Il estime que de telles situations concernent beaucoup plus les structures qui détiennent et traitent ces informations personnelles, telle que la banque américaine.

Mais cela n’a pas empêché les parlementaires de l’opposition à exiger l’expansion du mandat de gouvernement dans ses affaires de gestion de données personnelles des Canadiens. La protection des données privées des Canadiens doit être une priorité pour le gouvernement. De ce fait l’implication du gouvernement serait totalement logique et même nécessaire. Ils ont souhaité à cet effet convoquer une séance de travail avec les instances gouvernementales pour plus dérouler la question. Le porte-parole de l’opposition en matière financière affirme que : « C’est une grande déception aujourd’hui de voir la CAQ politiser le crucial enjeu qu’est la protection de la vie privée en refusant d’étendre le mandat de la commission. Nous souhaitons que les membres soient convoqués rapidement pour que l’on puisse aller de l’avant, car nous en sommes aujourd’hui au même point qu’hier à cause de l’entêtement du gouvernement […] L’inquiétude des citoyens pour la protection de leurs données personnelles va bien au-delà de l’évènement de Desjardins de cet été. La partie gouvernementale a tenté une manœuvre de pelletage par en avant en décidant de traiter la situation en silo plutôt que de prendre en considération les inquiétudes des citoyens. »

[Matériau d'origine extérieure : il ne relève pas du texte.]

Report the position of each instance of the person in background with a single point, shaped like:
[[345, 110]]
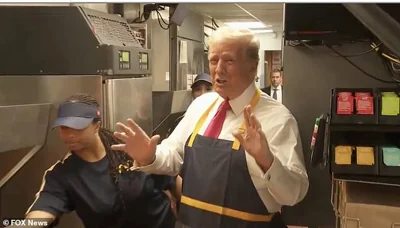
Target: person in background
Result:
[[95, 181], [275, 90], [238, 150]]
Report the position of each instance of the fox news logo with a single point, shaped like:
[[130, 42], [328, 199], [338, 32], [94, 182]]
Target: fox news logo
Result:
[[25, 222]]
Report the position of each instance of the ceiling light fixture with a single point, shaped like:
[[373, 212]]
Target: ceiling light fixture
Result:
[[262, 31], [246, 25]]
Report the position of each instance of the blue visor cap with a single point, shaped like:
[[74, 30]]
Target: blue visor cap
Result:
[[76, 115]]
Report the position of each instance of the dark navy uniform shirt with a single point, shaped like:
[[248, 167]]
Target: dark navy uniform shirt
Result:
[[87, 188]]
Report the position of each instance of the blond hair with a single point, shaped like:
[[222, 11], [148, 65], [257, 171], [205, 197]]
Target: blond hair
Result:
[[242, 36]]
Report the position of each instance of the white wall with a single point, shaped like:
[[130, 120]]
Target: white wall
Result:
[[268, 42]]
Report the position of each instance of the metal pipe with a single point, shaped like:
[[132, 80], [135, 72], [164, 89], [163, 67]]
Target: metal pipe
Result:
[[173, 53], [380, 23]]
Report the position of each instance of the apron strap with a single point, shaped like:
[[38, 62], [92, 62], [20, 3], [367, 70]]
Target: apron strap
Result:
[[236, 144]]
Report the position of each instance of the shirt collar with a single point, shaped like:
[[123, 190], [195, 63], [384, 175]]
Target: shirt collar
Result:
[[241, 101]]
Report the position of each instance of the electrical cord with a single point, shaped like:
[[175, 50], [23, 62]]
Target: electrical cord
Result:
[[360, 69]]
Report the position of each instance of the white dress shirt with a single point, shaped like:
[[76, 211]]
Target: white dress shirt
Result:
[[286, 181], [278, 93]]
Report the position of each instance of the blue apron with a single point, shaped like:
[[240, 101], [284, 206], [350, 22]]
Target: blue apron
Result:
[[217, 190]]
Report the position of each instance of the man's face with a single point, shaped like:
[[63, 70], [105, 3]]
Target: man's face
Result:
[[230, 68], [276, 79], [200, 88]]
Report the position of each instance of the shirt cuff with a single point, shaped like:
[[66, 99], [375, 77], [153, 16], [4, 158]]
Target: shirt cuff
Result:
[[146, 168], [274, 172]]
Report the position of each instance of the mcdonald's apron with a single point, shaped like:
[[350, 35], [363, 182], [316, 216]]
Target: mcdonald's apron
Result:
[[217, 190]]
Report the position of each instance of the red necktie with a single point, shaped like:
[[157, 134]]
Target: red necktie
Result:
[[215, 126]]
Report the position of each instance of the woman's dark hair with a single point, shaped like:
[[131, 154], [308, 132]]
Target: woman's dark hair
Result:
[[116, 158]]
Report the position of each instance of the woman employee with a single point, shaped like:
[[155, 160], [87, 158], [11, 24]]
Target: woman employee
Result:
[[94, 180]]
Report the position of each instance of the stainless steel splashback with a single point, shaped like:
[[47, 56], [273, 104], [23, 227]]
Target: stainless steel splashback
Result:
[[128, 98], [167, 106], [28, 107]]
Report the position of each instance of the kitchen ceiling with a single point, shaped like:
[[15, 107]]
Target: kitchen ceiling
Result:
[[271, 14]]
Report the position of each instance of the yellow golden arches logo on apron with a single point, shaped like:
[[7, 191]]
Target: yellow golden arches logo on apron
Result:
[[236, 144]]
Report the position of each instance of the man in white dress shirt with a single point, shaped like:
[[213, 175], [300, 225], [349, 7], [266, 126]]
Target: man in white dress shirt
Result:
[[238, 150]]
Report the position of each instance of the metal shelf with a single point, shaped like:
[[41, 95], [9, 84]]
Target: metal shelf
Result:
[[381, 180], [364, 127]]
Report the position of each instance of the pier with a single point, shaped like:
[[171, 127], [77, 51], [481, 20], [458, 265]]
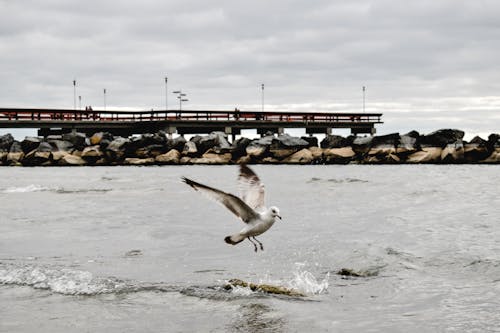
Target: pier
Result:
[[126, 123]]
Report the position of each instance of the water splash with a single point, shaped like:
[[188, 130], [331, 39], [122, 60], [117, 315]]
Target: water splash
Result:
[[305, 282], [26, 189], [63, 281]]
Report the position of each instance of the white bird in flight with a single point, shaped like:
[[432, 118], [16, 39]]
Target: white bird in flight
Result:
[[250, 208]]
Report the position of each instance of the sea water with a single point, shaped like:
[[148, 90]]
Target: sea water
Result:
[[133, 249]]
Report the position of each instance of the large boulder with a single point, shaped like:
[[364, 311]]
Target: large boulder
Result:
[[71, 160], [97, 138], [171, 157], [176, 143], [30, 143], [239, 147], [476, 150], [6, 141], [116, 149], [15, 155], [334, 141], [286, 141], [408, 143], [79, 140], [441, 138], [426, 155], [61, 145], [138, 161], [303, 156], [311, 140], [190, 149], [338, 155], [362, 145], [259, 148]]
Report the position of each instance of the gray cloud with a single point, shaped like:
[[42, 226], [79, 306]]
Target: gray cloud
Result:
[[417, 56]]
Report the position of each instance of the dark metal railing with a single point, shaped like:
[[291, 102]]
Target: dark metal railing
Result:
[[58, 115]]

Pour un autre député de l’opposition, Gaétan Barrett, cette position du gouvernement à ne pas vouloir élargir son champ de contrôle est incompréhensible.  « Les Québécois ne donnent pas uniquement leurs données personnelles à leur institution bancaire. La moindre des choses, c’est que le gouvernement accepte de se pencher sur un mandat élargi, car ensemble, il faut trouver des solutions pour mieux protéger les consommateurs et éviter que des fuites de données se reproduisent. »

Lise Thériault, la porte-parole en matière la protection du consommateur et de l’habitation de l’opposition affirme à son tour : « Aujourd’hui, la population s’attend à ce que les parlementaires se penchent sur l’enjeu de la protection des données personnelles. Cette démarche, elle doit se faire en toute transparence et pour ce faire, il faut que le gouvernement accepte de s’attarder à un mandat élargi afin d’entendre tous les experts concernés afin de mieux comprendre l’enjeu et, en bout de ligne, de répondre aux préoccupations des Québécois. »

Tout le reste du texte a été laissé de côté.